6. Hillary will probably not get her vote: Although she identifies as a "conscientious Democrat," Lewinsky says of the aforementioned "loony toon" memo, "Yes, I get it. Hillary Clinton wanted it on record that she was lashing out at her husband's mistress. She may have faulted her husband for being inappropriate, but I find her impulse to blame the Woman — not only me, but herself — troubling." Expect this line of argument, more than any other in the piece, to continue through 2016.

7. She does not consider herself a Feminist: Not in a Shailene Woodley way, but because of how she was treated in the '90s.

I still have deep respect for feminism and am thankful for the great strides the movement has made in advancing women's rights over the past few decades. But, given my experience of being passed around like gender-politics cocktail food, I don't identify myself as a Feminist, capital F. The movement's leaders failed in articulating a position that was not essentially anti-woman during the witch hunt of 1998.

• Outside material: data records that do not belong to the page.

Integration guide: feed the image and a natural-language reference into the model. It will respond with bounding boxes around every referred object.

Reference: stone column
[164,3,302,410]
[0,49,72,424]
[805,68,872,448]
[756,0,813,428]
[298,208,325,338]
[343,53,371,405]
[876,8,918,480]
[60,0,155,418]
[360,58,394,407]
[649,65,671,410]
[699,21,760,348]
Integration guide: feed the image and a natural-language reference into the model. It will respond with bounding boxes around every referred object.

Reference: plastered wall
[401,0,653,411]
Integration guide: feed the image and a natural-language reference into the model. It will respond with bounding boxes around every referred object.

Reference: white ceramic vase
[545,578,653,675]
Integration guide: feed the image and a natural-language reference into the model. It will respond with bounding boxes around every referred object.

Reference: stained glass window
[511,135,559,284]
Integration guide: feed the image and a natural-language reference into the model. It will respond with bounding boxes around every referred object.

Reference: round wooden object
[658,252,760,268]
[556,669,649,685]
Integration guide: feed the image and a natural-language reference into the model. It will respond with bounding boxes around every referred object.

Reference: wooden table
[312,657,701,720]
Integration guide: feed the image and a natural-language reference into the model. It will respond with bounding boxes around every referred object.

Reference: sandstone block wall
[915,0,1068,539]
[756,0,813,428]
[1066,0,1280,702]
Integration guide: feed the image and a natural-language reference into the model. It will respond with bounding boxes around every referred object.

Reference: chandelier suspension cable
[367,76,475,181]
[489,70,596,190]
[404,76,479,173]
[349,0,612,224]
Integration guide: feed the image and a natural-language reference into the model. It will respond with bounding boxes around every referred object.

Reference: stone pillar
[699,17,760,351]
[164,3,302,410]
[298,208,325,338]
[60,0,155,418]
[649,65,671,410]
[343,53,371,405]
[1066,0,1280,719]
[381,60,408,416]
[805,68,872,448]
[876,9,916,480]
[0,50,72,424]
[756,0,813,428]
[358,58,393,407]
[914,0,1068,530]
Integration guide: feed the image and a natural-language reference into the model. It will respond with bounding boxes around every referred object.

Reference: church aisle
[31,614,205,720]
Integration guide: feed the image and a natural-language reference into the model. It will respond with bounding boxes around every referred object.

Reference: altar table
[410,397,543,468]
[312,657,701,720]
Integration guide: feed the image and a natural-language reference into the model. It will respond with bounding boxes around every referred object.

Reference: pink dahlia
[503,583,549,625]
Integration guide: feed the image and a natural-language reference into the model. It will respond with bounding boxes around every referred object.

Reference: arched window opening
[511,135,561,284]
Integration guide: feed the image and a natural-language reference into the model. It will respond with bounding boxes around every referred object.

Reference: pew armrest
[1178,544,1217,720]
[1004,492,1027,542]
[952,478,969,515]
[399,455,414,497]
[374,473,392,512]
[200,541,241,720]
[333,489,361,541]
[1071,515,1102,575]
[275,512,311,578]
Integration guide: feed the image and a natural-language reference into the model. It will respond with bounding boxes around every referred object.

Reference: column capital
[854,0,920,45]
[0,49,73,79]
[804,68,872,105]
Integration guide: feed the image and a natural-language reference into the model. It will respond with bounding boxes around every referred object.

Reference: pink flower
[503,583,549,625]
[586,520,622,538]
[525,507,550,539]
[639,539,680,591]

"I sorely wished for some sign of understanding from the feminist camp. Some good, old-fashioned, girl-on-girl support was much in need. None came," she writes, singling out a New York Observer story called "New York Supergals Love That Naughty Prez," featuring the musings of Erica Jong, Nancy Friday, Katie Roiphe, and other big-name women.

Photo: Getty Images

8. Bill Clinton "satisfied" her? She kinda, maybe, sort of implies he "reciprocated": Annotating the above Observer dialogue, Lewinksy zeroes in on Susan Shellogg's questions about the president: "And do you think it's tremendously selfish? Selfish and demanding, having oral sex and not reciprocating? I mean … she didn't say, 'Well, you know he satisfied me.'" Lewinsky responds:

Me: And where exactly "didn't" I say this? In which public statement that I didn't make? In which testimony that's not been released?

Salacious! Vague! Hm.

9. There may be a Maureen Dowd date in her future: "Sadly the gal who would really make this coven complete is missing: Maureen Dowd, or Moremean Dowdy, as I used to refer to her. Today, I'd meet her for a drink," Lewinsky writes. (She notes elsewhere, "women themselves are not immune to certain kinds of misogyny.") But dampening the spirit of reconciliation is Dowd's column today, in which she writes of Lewinsky's resurgence, "It was like a Golden Oldie tour of a band you didn't want to hear in the first place." On the other hand, we can't help but tap our foot and hum the lyrics.